As we roll rapidly through the election year, the remaining two Democrats vying for the nomination have backed expensive and radical changes to health care policy.
Whether the frontrunners’ plans directly abolish private medicine (Sen. Bernie Sanders) or do so slowly but inexorably through a “public option” (Joe Biden), voters should consider that there is more at stake than losing the considerable advantage we Americans enjoy over our British cousins in cancer survival rates.
Also at stake is freedom.
Today in the U.S., private-sector medicine provides a varied landscape of health care styles and choices, in contrast to the sclerotic uniformity and government micromanagement of a socialist, single-payer system.
With private medicine, health care workers and hospitals can opt out of ethically problematic “treatments” like suicide, abortion, and amputations of healthy organs. And patients have the freedom to choose oases of sanity and Hippocratic medicine, like Catholic hospitals, where they will receive care in accordance with the highest concepts of human flourishing, and not just those that happen to be currently in vogue with social engineers.
If these fears seem the result of a fevered imagination, a close reading of former candidate Elizabeth Warren’s Medicare for All plan illustrates how one-size-fits-all-medicine can and will be harnessed to the cart of a radical social agenda.
From Warren’s bill: “Items and services to eligible persons shall be furnished by the provider without discrimination.” This is not an innocuous phrase meant to protect against age or race discrimination by providers and institutions. Formulations like this are currently being used to wield the accusation of “discrimination” as a cudgel enforcing progressive aims.
For an example, look no further than a lawsuit brought against a Catholic hospital network in California for refusing to perform a hysterectomy on a healthy woman who identifies as a man.
The state’s Court of Appeals ruled in September that under California’s Unruh Civil Rights Act, the hospital, which performs hysterectomies only on women with cancer or other medical necessity, was discriminating against the plaintiff for being a “trans man.”
Like the Medicare for All bill, the state’s civil rights act guarantees “full and equal accommodations, … privileges or services.” Under Medicare for All, every hospital in the country would be held to be discriminating against healthy women who were denied a hysterectomy, whether they refused for ethical, medical, or religious reasons.
Discrimination will also be alleged when a medical worker refuses to perform or participate in an abortion. A woman who seeks a late-term abortion because her fetus has Down syndrome and is made to wait because the nurse on duty refuses to assist for religious reasons can claim to be a victim.
Ditto for a man who is trying to fill his prescription for suicide pills and is told to go to the pharmacy next door. Under Medicare for All, any burden placed on the exercise of religion will be justified by the federal government’s compelling interest in ensuring equal access to medical treatment for all residents.
What will be lost in the calculation, and quite purposefully, are the rights of doctors, nurses, and others to step aside and let someone else do the job they can’t in good conscience bring themselves to do: because it ends a human life, or irreparably harms a young and healthy body.
This, of course, is the worst kind of discrimination, because it would prevent these good people from working for what would be the only medical employer in the country: the government.
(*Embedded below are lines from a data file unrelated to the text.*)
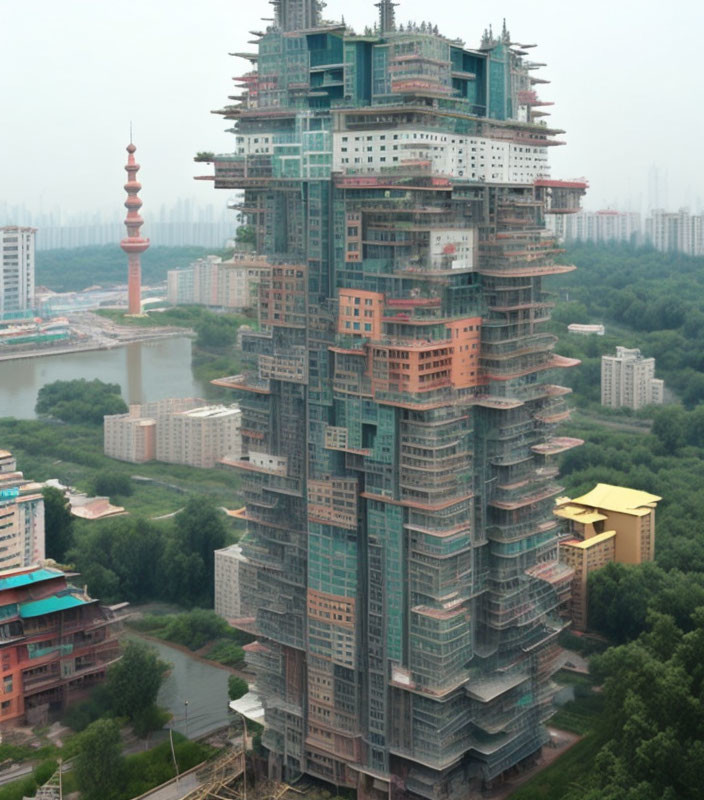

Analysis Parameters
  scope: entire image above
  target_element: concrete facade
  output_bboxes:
[156,406,242,468]
[103,397,241,467]
[166,253,269,311]
[0,450,45,570]
[0,225,37,315]
[215,544,245,620]
[601,347,665,410]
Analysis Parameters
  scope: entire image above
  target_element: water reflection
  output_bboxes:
[0,337,205,419]
[130,634,230,739]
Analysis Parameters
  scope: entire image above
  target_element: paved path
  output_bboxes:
[140,772,201,800]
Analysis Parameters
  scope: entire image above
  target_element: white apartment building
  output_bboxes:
[0,450,45,569]
[601,347,665,410]
[646,208,704,256]
[156,406,242,468]
[0,225,37,315]
[548,210,643,243]
[103,405,156,464]
[215,544,246,620]
[166,253,270,311]
[103,397,205,464]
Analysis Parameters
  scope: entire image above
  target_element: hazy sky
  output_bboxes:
[0,0,704,218]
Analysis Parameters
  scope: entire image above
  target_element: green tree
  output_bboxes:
[107,642,168,720]
[35,378,127,425]
[74,718,125,800]
[42,486,73,564]
[176,497,227,606]
[227,675,249,700]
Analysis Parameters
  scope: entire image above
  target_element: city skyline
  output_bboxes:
[5,0,704,213]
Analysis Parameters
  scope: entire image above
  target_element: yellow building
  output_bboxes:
[554,483,662,630]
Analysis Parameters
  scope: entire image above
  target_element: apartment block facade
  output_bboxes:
[156,406,242,468]
[0,566,120,729]
[554,483,662,631]
[167,252,270,311]
[601,347,665,409]
[215,544,244,620]
[204,0,586,800]
[0,225,37,317]
[0,450,44,570]
[103,397,241,468]
[551,209,644,244]
[645,208,704,256]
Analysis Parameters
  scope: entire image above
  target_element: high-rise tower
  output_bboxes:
[202,0,586,800]
[120,142,149,314]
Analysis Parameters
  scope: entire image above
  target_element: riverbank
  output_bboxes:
[0,328,190,362]
[131,628,254,683]
[125,631,232,739]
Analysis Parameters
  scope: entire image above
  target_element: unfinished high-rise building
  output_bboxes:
[198,0,586,799]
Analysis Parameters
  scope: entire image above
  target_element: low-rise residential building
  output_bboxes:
[166,252,271,311]
[103,412,156,464]
[215,544,245,620]
[0,566,120,729]
[0,450,44,570]
[156,406,242,468]
[567,322,606,336]
[548,209,643,244]
[601,347,665,410]
[104,397,241,467]
[554,483,661,631]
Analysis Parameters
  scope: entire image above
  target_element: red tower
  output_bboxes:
[120,142,149,314]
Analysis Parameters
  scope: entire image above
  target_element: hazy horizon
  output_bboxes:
[0,0,704,220]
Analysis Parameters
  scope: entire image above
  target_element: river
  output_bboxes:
[130,634,231,739]
[0,336,205,419]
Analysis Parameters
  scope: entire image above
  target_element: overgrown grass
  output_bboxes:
[121,733,217,800]
[510,733,601,800]
[550,691,604,736]
[128,609,253,667]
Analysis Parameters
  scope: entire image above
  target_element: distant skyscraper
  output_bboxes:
[0,225,37,315]
[201,0,586,800]
[120,142,149,314]
[601,347,664,410]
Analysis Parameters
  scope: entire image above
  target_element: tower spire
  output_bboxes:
[375,0,398,36]
[120,141,149,314]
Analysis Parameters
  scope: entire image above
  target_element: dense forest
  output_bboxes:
[532,245,704,800]
[36,243,210,292]
[546,244,704,408]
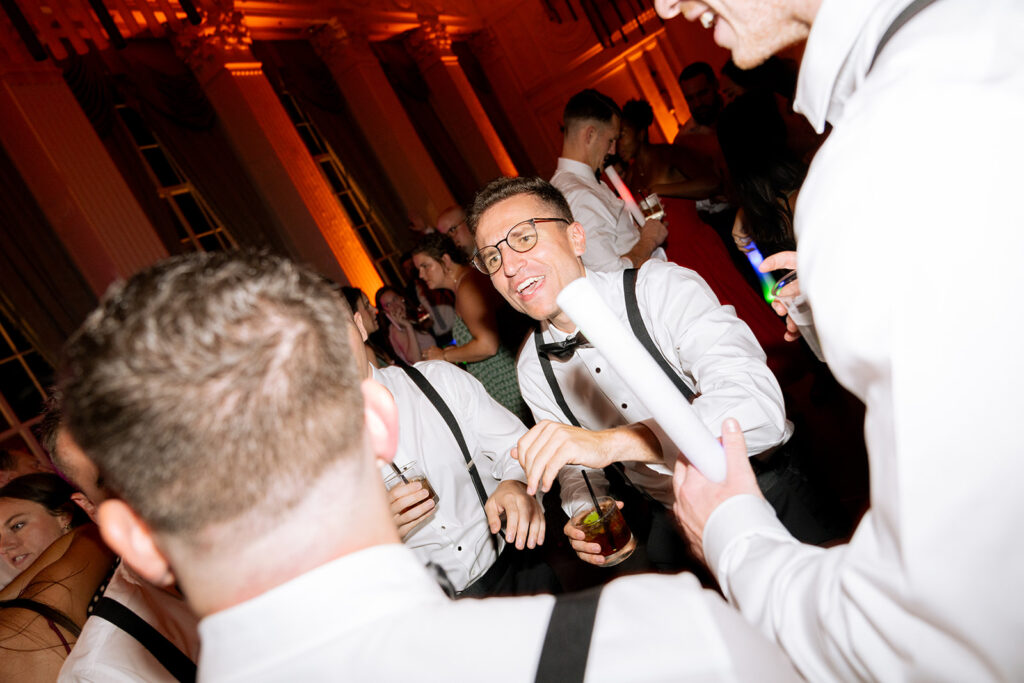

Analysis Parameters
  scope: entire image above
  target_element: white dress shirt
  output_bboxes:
[373,360,526,591]
[705,0,1024,682]
[57,562,199,683]
[193,544,796,683]
[518,261,793,514]
[538,157,665,270]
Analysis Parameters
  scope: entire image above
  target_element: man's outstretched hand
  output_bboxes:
[672,418,763,558]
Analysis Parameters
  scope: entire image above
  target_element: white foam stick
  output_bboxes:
[558,278,725,481]
[604,166,646,226]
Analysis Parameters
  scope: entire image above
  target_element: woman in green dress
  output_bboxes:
[413,232,534,426]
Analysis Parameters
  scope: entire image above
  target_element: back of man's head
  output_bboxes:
[562,88,623,136]
[61,252,362,540]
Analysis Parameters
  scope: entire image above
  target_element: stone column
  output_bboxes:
[310,17,455,223]
[469,28,562,177]
[175,3,382,292]
[408,16,517,185]
[0,19,167,297]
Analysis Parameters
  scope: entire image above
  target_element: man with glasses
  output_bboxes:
[437,206,476,257]
[551,90,669,270]
[469,178,836,568]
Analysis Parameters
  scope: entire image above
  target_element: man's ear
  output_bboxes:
[565,222,587,256]
[96,499,174,586]
[71,492,96,521]
[362,379,398,465]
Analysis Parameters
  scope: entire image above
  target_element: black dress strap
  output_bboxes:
[92,596,196,683]
[0,598,82,638]
[534,586,603,683]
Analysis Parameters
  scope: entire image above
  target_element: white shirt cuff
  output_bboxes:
[703,494,793,583]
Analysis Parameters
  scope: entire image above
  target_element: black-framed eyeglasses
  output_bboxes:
[473,218,569,275]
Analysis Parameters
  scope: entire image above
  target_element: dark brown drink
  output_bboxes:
[572,498,637,566]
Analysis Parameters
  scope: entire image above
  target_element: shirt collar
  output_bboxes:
[793,0,910,133]
[557,157,600,185]
[199,544,447,681]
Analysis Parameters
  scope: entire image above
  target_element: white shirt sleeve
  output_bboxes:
[565,187,637,271]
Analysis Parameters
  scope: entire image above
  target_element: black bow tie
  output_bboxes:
[537,332,591,360]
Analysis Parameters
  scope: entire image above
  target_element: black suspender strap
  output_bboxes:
[92,596,196,682]
[0,598,82,638]
[534,586,603,683]
[867,0,935,74]
[534,328,580,427]
[398,362,498,555]
[623,268,693,403]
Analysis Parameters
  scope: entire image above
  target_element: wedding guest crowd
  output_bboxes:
[0,0,1024,681]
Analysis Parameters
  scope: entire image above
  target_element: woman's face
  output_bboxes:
[618,123,639,162]
[355,294,378,335]
[381,292,406,317]
[413,254,444,290]
[0,498,71,571]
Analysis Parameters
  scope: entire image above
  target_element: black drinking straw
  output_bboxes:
[581,470,618,553]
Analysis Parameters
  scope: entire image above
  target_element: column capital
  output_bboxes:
[407,14,458,69]
[0,14,43,75]
[173,3,262,82]
[308,16,377,63]
[469,27,504,61]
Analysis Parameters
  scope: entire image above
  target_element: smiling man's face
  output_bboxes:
[476,195,587,332]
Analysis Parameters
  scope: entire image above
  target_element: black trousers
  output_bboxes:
[456,545,562,599]
[751,443,852,545]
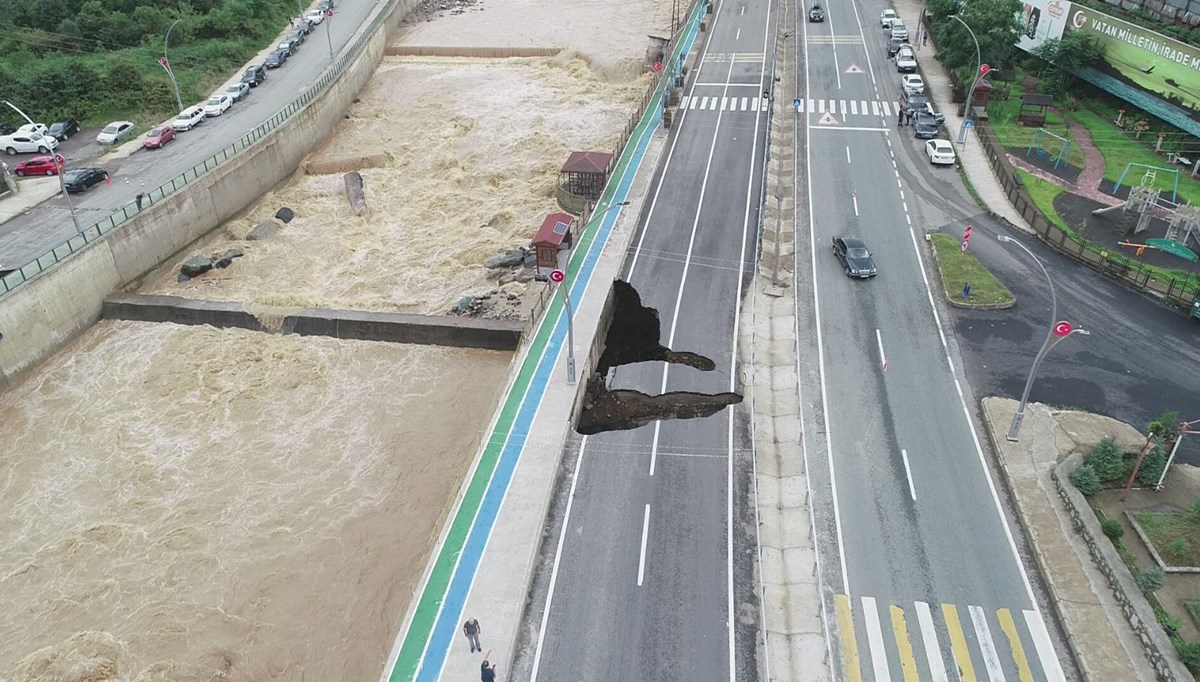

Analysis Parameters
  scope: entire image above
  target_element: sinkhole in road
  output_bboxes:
[575,280,742,435]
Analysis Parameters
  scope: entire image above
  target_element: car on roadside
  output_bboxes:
[925,139,954,166]
[833,234,878,280]
[0,130,59,156]
[48,116,79,142]
[12,156,59,178]
[62,168,108,192]
[263,49,288,68]
[204,92,233,116]
[96,121,133,144]
[170,106,204,132]
[241,64,266,88]
[224,83,250,103]
[142,126,175,149]
[900,73,925,95]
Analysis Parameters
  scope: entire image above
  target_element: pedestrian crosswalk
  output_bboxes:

Americans who love their private health insurance were famously upset when President Barack Obama’s promise that, “If you like your health plan, you can keep it” turned out to be a gross mischaracterization.
Medicare for All comes with lots of promises that will turn out to be false: of cost containment, no tax hikes for the middle class, and the preservation of cancer cure rates that are the envy of the developed world. It also comes with assurances that promise to be true, like the fact that no one gets to keep their plan.
If that is not enough to scare voters away from presidential candidates who espouse single-payer medicine, the end of freedom of conscience in medicine should do the trick.